阿緣卻只當做沒看到。以前梁國皇宮還有宮人和姐妹們一起玩鬧,少冉的幾個妹妹同太妃們住在一起,對她這個來自異國的女人并不親厚,平素若不是少冉催促,都不願意踏入景陽宮一步。這種日子過了兩年,她可算悶壞了,若是學會了騎馬,往後若是覺得悶,倒還可以騎馬打發時間。

少冉只怕她不肯學,沒想到她會這麽爽快地答應,立即對身後的王公公說道:“去把騎裝取來。”

王公公捧了騎裝過來,阿緣才發現竟然連自己的也有。

大夏皇宮裏鮮有事物令她眼前一亮,這套紅色的騎裝她卻愛不釋手,連那皮靴看着也覺新鮮,她興奮地問少冉:“你什麽時候偷偷給我置了騎裝?”
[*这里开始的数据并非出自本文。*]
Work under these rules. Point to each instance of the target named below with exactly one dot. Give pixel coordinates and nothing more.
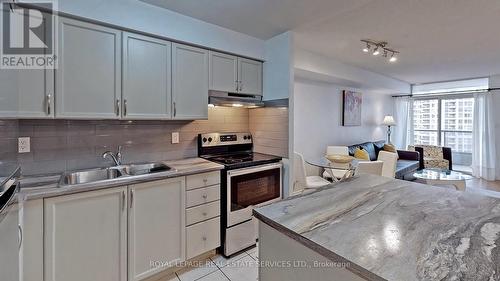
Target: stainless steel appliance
(10, 223)
(249, 180)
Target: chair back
(299, 171)
(341, 150)
(370, 167)
(390, 161)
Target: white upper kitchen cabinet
(250, 76)
(223, 73)
(27, 93)
(21, 239)
(156, 226)
(146, 77)
(189, 82)
(85, 236)
(88, 80)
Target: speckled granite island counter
(374, 228)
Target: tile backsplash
(269, 127)
(60, 145)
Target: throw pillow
(390, 148)
(361, 154)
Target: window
(444, 122)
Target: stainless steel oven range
(249, 180)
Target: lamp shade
(389, 120)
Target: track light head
(367, 48)
(380, 47)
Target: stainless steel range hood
(218, 98)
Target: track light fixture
(367, 48)
(378, 47)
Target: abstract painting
(352, 102)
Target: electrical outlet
(23, 145)
(175, 137)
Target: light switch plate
(23, 145)
(175, 137)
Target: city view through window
(445, 122)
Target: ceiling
(439, 40)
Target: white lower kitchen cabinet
(203, 237)
(21, 242)
(156, 227)
(85, 236)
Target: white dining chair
(390, 162)
(336, 173)
(302, 181)
(370, 167)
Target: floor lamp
(389, 121)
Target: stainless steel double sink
(111, 173)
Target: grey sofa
(408, 163)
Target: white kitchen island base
(283, 258)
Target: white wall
(278, 69)
(278, 84)
(494, 82)
(318, 117)
(140, 16)
(317, 67)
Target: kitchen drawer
(202, 212)
(202, 195)
(202, 180)
(202, 237)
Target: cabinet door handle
(117, 107)
(48, 104)
(20, 232)
(131, 198)
(123, 201)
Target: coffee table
(443, 177)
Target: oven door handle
(260, 168)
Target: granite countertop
(395, 230)
(47, 186)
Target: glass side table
(443, 177)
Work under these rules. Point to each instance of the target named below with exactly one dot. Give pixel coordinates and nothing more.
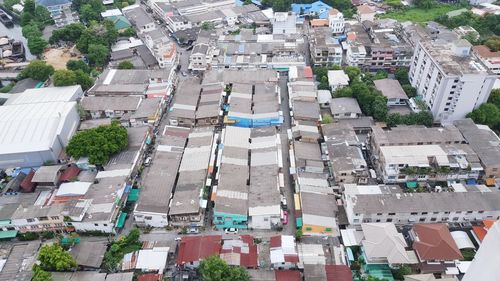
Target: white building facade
(450, 82)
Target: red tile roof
(292, 258)
(481, 230)
(275, 242)
(435, 243)
(70, 173)
(288, 275)
(308, 72)
(149, 277)
(338, 273)
(27, 185)
(196, 248)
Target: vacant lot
(419, 15)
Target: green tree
(83, 79)
(125, 65)
(98, 54)
(493, 43)
(495, 97)
(78, 65)
(98, 143)
(37, 70)
(29, 7)
(487, 114)
(215, 269)
(64, 78)
(40, 275)
(55, 258)
(69, 33)
(36, 45)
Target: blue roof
(318, 7)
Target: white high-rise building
(336, 21)
(485, 267)
(450, 80)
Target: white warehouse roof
(32, 127)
“頭一回帶你去避暑行宮時就制好了,可惜大多數都放在行宮裏了,宮裏只存了這一套。”少冉笑道:“你可喜歡?”

阿緣一怔——原來他那麽早就準備好了,莫不是因為自己從來不提,他才從不曾拿出來?

“喜歡。”阿緣說出這兩個字,才意識到自己竟一直在笑。

一直以來,她對少冉更多的是應付,皇後于她只是責任,在他面前,一颦一笑都逃不過刻意的計算。

這是頭一回她沒有認為自己該笑而笑。

意識到這一點,她略有些驚惶地望向少冉,卻見少冉也正望着她,看起來呆呆的。

“你做什麽這樣看着我?”那眼神不知為何令她羞怯起來,阿緣錯開視線,只覺臉也發燙。

少冉低下頭來,在她耳邊低語:“剛才你笑得真好看。”

他的聲音有些暗啞,阿緣臉更紅了,慌慌張張地轉過身子對香雪說道:“香雪,快伺候本宮更衣。”
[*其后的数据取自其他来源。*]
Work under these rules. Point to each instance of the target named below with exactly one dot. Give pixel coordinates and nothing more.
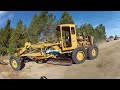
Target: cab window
(72, 30)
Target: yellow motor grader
(69, 48)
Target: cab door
(73, 38)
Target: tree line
(41, 28)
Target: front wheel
(79, 55)
(92, 52)
(16, 63)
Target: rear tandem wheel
(16, 63)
自入宮以來她慣常是得體的皇後的樣子,眼下逃之夭夭的背影卻一點兒也不莊重,少冉臉上笑容更盛,可惜阿緣并沒有看到。

少冉為她挑了一匹性格溫順的老馬,大致說了一下要注意些什麽,然後翻身上馬示範,才坐穩,卻看見她正努力地往馬背上爬。

他啞然失笑:“你也太大膽了些,不是說等我示範給你看麽?”

阿緣在旁邊宮人的幫助下已然爬到了馬背上,有些得意又有些心虛地咬了咬唇又松開,一雙明眸像是含了汪明淨的潭水:“好像不是太難。”
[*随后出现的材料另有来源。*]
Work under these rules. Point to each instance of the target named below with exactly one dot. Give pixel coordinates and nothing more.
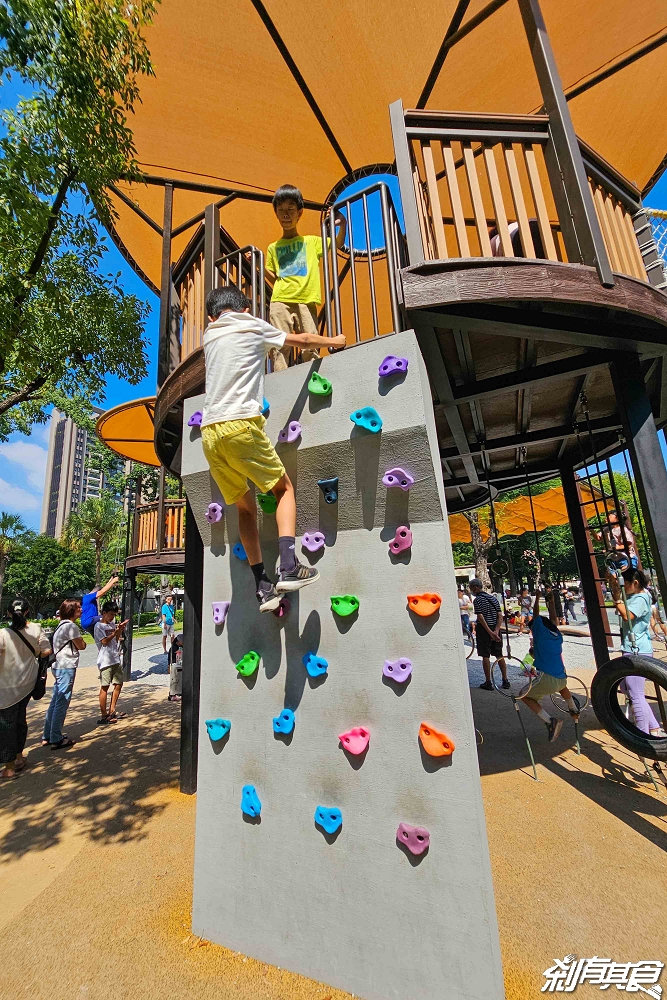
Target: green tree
(94, 522)
(64, 325)
(45, 572)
這時馬突然挪了挪蹄子,她身子晃了晃,立即臉色發白地抱住了馬脖子,心險些從嗓子眼裏跳出來。

少冉不由得哈哈大笑。

阿緣側過頭怒目瞪着他:“不是說好了不許笑話我麽?”

少冉趕緊舉起手道歉:“朕錯了,朕不笑了。”

阿緣“哼”了一聲,慢慢地直起身來,拽緊了缰繩問他:“接下來該怎麽做?”

阿緣膽子大,少冉教得也細心,一個下午下來,阿緣不只是學會了騎馬,還跟在少冉的馬在禦苑裏遛了一圈。雖說出了一身薄汗,卻也是到夏國以來第一次這麽開心。

只是雙腿疼得很,一下馬她險些站不住,幸好少冉扶住了她。

少冉頗為自責:“是朕疏忽了,忘了你還是頭一回騎馬。”

自責的少冉回了景陽宮便執意要親自為阿緣上藥,羞得阿緣臉上一陣紅一陣白,奈何推脫不過,只得由着他去。

傷着的是腿根,上個藥又引出多少旖旎事來,事後阿緣是羞于回想的了。只是當她再想起少冉,腦中不再是模糊一片,卻屢屢是他騎馬的英姿和讓人沉溺的笑容。